鼠小僧が盗み出した”村正”を「おゆう」が探し出すー山本巧次「妖刀は怪盗を招く」

元OLのフリーター・関口優佳が、祖母が遺した東京下町の古い家の押入れから江戸時代へとタイムスリップし、江戸と東京を行き来しながら、南町奉行所の同心・鵜飼伝三郎配下の小粋な岡っ引きとして、江戸市中の事件を解決していく「関口優佳」こと「おゆう」の捕物帳の第7弾が本書『山本巧次「大江戸科学捜査 八丁堀のおゆう 妖刀は怪盗を招く」(宝島社文庫)』。

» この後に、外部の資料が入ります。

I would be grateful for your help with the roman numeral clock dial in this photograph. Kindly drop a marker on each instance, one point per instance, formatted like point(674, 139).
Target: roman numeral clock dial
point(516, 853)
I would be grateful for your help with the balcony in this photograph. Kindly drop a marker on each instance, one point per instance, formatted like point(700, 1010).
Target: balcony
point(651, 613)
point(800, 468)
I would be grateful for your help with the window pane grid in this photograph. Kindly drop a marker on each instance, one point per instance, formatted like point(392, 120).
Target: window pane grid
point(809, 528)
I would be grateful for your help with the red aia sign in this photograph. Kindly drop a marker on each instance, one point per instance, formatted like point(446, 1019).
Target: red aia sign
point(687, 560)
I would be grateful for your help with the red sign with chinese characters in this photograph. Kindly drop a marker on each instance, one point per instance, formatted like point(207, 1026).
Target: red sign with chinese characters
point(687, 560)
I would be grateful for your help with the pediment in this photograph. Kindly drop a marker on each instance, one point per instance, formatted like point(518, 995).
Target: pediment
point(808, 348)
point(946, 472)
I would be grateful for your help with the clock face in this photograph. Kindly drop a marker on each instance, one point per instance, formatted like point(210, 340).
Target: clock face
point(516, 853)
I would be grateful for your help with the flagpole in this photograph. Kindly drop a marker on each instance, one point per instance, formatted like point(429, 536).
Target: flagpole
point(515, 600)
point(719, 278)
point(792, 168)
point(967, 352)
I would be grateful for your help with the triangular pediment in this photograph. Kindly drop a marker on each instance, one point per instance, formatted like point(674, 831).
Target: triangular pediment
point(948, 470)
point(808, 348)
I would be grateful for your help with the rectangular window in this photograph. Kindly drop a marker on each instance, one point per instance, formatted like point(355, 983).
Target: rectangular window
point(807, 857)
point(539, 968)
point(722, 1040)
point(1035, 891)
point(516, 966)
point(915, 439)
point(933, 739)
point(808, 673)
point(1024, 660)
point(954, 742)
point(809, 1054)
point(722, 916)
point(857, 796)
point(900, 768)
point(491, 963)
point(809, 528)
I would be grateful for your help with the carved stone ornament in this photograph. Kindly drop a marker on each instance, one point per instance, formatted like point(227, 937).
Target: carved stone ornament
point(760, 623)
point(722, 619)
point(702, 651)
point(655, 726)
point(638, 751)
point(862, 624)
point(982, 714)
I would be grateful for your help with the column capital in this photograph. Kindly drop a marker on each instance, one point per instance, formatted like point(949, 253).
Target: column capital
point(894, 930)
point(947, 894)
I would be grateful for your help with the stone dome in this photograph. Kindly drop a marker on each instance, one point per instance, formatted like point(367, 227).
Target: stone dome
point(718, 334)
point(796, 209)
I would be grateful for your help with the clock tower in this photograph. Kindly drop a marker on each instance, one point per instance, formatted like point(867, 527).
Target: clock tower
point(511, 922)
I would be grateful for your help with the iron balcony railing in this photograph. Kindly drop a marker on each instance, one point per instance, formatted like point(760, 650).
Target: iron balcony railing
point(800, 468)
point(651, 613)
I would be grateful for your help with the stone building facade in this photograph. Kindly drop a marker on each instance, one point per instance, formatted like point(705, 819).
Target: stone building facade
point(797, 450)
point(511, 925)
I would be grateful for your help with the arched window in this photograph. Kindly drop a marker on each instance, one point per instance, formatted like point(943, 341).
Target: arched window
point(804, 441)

前巻までで現代の東京で分析ラボを経営する宇田川も臨時捜査メンバーに加えて、ますます江戸での「科学捜査」体制を充実した「おゆう」が、今回はあの有名な義賊が盗んだ銘刀の捜索に乗り出します。

構成と注目ポイント

構成は

第一章 早すぎた鼠
第二章 村正の行方
第三章 刀好きの宴
第四章 刀は呪わず

となっていて、まず今巻は、神田松下町代地にある貧乏長屋のうち八軒に小判が投げ込まれるという出来事から始まります。一分(現在の価格で5万円ぐらい)や一朱(現在の価格で1万円ぐらい)なら使い込んでしまうのでしょうが、一両となる後でお咎めを受けても困る、ということで届け出されたもののようです。金が投げこまれた長屋は一つではなく複数あり、投げ込まれた金も一両から一分まで様々です。

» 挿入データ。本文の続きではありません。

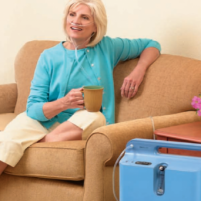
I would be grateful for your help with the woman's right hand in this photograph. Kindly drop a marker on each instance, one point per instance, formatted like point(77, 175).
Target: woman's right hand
point(73, 99)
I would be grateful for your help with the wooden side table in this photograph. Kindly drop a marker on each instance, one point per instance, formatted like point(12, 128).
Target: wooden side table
point(190, 132)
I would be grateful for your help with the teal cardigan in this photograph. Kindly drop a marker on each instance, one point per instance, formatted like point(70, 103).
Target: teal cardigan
point(51, 75)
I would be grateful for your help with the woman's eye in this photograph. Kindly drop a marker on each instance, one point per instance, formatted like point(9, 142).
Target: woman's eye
point(86, 18)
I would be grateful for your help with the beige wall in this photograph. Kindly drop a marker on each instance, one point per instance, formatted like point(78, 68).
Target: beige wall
point(174, 23)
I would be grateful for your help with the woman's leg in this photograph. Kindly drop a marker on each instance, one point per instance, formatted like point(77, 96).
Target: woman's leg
point(64, 132)
point(78, 127)
point(19, 134)
point(2, 167)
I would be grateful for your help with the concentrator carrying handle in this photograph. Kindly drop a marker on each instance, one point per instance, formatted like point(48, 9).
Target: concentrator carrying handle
point(152, 146)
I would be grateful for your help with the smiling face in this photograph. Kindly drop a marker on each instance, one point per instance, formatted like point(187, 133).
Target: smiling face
point(80, 15)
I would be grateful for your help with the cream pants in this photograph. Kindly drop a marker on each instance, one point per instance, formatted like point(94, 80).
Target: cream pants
point(23, 131)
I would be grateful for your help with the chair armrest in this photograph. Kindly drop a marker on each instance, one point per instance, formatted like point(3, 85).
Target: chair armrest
point(8, 98)
point(106, 143)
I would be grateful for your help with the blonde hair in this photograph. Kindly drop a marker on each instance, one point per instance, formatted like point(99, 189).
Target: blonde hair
point(99, 14)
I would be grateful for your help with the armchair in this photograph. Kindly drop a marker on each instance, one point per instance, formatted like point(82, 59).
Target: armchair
point(82, 170)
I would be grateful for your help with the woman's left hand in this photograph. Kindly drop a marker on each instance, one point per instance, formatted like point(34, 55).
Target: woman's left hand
point(132, 82)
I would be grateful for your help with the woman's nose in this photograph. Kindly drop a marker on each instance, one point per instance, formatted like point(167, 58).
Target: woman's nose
point(77, 20)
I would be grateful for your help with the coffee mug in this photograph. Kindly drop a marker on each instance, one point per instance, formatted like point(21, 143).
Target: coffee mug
point(93, 98)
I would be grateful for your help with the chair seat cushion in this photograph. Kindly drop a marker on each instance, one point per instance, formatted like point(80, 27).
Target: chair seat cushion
point(52, 160)
point(5, 118)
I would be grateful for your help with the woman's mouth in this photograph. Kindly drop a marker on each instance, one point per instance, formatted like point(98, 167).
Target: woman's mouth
point(76, 29)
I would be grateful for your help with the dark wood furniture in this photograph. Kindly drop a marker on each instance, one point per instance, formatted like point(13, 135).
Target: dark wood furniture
point(190, 132)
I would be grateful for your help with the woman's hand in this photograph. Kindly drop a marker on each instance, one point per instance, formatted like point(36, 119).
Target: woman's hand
point(73, 99)
point(132, 82)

時代劇でよくみる「義賊」のやることなのですが、有名な「鼠小僧」が登場する文政6年より、物語の舞台となっているのは文政5年で、時代的にはすこし早い時期です。しかし、それに気付かない「おゆう」こと優香が、この名前を口にしたために、この事件に関わる人達にインプットされることとなるのですが、この影響は物語の終盤のほうで効いてくるので、頭においておきましょう。

事件のほうは、この長屋への小判投げ入れ事件が発端で、近くの武家屋敷から金品が盗まれていることがわかるのですが、今巻で焦点になるのは、小判と一緒に、長崎奉行の任官を目指している大身の旗本・久松丹波守の家から盗まれた徳川家に災いをなすという伝説の「村正」の行方です。「妖刀」として有名な刀剣なのですが、市場に出回ることがすくないため、高額で取引されることも多い、という刀です。

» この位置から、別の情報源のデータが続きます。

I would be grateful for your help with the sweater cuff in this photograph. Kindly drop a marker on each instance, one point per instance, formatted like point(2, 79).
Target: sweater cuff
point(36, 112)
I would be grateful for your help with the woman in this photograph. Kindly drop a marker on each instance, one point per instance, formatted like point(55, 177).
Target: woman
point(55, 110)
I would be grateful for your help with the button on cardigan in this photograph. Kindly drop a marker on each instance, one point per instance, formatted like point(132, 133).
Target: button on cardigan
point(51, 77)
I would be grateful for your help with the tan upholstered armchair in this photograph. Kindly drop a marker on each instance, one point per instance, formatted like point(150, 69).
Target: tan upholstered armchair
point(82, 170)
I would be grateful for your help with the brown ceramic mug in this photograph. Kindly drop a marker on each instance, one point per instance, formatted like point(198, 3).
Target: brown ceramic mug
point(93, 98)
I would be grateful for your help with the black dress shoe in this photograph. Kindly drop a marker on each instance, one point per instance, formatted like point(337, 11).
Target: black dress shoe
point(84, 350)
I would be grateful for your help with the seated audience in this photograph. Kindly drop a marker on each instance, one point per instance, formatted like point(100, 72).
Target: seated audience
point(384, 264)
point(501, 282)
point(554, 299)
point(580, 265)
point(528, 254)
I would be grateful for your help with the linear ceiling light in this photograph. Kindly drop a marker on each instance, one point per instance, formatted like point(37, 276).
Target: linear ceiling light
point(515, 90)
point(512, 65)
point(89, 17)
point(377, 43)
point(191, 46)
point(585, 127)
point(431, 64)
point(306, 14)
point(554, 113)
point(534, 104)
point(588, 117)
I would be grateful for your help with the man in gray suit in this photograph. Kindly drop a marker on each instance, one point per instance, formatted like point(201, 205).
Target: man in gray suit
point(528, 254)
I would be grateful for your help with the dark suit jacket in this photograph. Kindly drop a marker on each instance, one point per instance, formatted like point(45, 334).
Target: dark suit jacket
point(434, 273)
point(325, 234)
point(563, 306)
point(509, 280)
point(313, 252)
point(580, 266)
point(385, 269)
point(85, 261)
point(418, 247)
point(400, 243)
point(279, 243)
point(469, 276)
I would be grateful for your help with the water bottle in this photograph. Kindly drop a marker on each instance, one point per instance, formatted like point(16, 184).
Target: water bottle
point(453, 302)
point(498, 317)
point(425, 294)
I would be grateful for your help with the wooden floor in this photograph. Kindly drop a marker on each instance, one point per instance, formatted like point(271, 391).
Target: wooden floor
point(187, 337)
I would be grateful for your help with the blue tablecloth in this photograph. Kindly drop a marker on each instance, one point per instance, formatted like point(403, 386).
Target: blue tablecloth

この刀の捜索を、久松家から依頼されたお奉行からの命令で、同心の「伝三郎」や女岡っ引きの「おゆう」のところへお鉢が回ってきた、ということなのですが、ここで「おゆう」は現場の証拠調べのために、前巻と同じように、現代の日本で分析会社を経営している「宇田川」の助けを借りることにして・・という筋立てです。

ここで、大きな料亭・天祥楼を経営している武家上がりの崇善という男が「刀剣オタク」で、様々な名刀を金にあかせて集めていることをつきとめます。宇田川の科学捜査のおかげもあって、崇善がこの犯罪に絡んでいる容疑が強まり、おゆうは、彼が隠れ家としているらしい大川沿いの水車小屋に忍び込むのですが、という展開です。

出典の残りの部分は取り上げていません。